While the bus industry, in general, has promoted compartmentalization as the state-of-the-art in occupant protection for at least 30 years, school transportation officials have resisted seatbelts on school buses because, they argue, they take up too much room and turn the current three-occupant seat into a two-occupant seat. At a 2006 public meeting on the issue, Charles Hood, the Florida Department of Education’s Director of School Transportation argued that the expense of adding lap/shoulder belts combined with the costs of buying extra buses to address the lost capacity could be daunting. He estimated that it would cost Florida $14 million to equip its current fleet with three-point belts and require the district to purchase 506 more buses to make up the lost capacity. The total capital and operational impact to Florida schools’ finances would be $68 million, Hood said.

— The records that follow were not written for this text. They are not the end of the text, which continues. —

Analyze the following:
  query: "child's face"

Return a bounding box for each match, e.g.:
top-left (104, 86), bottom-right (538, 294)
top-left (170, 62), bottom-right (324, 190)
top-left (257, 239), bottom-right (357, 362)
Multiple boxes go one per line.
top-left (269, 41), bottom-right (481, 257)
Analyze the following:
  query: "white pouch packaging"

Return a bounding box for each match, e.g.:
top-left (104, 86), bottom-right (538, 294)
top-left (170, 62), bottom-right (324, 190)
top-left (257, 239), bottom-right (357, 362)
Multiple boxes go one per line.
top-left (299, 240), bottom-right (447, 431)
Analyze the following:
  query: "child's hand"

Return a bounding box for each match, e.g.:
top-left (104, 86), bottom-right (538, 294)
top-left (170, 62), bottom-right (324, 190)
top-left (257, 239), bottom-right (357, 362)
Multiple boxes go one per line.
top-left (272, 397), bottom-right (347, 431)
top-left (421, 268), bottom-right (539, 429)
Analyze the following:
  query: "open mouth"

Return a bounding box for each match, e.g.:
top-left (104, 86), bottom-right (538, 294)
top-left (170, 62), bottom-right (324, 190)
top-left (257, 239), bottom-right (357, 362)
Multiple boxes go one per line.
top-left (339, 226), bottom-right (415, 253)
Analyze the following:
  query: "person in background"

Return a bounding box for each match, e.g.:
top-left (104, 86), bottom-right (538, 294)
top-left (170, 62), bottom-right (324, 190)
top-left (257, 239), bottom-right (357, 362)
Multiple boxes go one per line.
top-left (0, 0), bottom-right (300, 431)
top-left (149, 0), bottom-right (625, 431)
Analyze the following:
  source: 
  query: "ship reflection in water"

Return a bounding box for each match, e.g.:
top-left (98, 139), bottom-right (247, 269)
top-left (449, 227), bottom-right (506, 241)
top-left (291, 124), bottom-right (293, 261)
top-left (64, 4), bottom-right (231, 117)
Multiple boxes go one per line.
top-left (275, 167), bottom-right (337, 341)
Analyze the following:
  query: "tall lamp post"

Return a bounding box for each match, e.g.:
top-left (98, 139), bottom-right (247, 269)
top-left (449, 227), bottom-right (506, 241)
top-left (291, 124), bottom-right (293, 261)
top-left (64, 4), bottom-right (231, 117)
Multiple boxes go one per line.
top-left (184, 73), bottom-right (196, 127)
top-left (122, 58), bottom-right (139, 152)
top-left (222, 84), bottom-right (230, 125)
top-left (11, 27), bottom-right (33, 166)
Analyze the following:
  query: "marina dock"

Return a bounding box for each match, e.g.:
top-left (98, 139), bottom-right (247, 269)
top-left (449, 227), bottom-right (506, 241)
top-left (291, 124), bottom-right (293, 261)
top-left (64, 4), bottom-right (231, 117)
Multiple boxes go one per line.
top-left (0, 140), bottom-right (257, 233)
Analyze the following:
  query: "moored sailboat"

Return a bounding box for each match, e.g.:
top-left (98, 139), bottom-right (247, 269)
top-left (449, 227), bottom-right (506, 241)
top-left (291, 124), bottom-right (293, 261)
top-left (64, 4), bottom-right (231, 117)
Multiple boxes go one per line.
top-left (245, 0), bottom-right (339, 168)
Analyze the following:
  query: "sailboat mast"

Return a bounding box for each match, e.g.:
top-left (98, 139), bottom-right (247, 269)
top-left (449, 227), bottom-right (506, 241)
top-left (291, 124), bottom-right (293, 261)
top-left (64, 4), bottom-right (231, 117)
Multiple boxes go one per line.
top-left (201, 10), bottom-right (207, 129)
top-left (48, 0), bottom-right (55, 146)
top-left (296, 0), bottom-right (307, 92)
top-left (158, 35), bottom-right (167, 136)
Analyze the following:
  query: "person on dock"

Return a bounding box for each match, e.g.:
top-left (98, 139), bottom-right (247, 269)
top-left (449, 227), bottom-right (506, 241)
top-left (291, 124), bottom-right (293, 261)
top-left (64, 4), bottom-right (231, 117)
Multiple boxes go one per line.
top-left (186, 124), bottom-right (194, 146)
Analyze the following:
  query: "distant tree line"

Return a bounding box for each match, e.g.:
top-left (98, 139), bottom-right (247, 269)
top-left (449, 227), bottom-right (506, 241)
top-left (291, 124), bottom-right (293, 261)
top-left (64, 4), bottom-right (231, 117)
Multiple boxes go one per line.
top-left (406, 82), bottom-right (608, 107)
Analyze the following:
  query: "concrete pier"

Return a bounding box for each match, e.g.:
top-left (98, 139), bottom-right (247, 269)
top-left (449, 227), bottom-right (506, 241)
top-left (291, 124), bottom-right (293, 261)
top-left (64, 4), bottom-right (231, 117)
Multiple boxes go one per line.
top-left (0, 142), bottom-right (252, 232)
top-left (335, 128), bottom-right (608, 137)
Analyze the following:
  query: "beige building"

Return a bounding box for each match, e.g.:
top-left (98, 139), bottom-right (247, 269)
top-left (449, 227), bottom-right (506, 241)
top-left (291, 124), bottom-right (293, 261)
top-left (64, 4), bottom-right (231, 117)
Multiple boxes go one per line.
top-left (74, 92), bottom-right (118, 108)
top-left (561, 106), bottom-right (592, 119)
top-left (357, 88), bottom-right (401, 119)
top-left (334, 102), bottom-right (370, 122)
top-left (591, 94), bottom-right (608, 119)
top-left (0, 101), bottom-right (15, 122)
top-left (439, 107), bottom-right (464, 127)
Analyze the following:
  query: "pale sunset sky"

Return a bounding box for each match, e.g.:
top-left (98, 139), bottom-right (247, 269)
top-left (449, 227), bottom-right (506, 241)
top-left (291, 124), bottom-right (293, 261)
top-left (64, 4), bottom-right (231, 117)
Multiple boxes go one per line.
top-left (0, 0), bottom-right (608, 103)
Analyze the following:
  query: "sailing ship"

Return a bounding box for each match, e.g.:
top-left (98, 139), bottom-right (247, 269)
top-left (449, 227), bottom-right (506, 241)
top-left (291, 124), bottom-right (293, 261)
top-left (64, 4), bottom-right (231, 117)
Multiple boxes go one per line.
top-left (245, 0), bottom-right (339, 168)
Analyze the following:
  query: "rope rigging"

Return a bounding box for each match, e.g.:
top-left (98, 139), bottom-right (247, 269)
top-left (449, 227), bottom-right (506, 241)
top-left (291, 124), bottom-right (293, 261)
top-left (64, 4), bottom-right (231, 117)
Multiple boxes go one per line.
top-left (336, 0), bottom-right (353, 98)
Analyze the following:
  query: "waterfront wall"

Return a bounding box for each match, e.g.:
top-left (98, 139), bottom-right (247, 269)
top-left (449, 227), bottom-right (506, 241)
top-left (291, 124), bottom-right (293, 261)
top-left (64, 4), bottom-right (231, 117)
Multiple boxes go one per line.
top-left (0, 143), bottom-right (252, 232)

That type of argument persuaded the agency to, once again, take a pass at requiring shoulder lap belts for school buses:
“Our best practices recommendation seeks to reflect real world considerations about the safety record of school buses, the economic impact on school systems incurred by the costs of seat belts and the impact that lap/ shoulder belts have on the seating capacity of large school buses. Our laboratory test results indicate that our test dummies measured better head protection performance when lap/shoulder belts were properly used with compartmentalization than compared to compartmentalization alone. However, best practices compel us to acknowledge that installation of lap/shoulder belts, as currently designed, reduce the number of seats offered to students, resulting in fewer children riding school buses, exposing more children to higher safety risks in alternative forms of transport to or from school or related events, and a probable overall net safety disbenefit due to their installation.”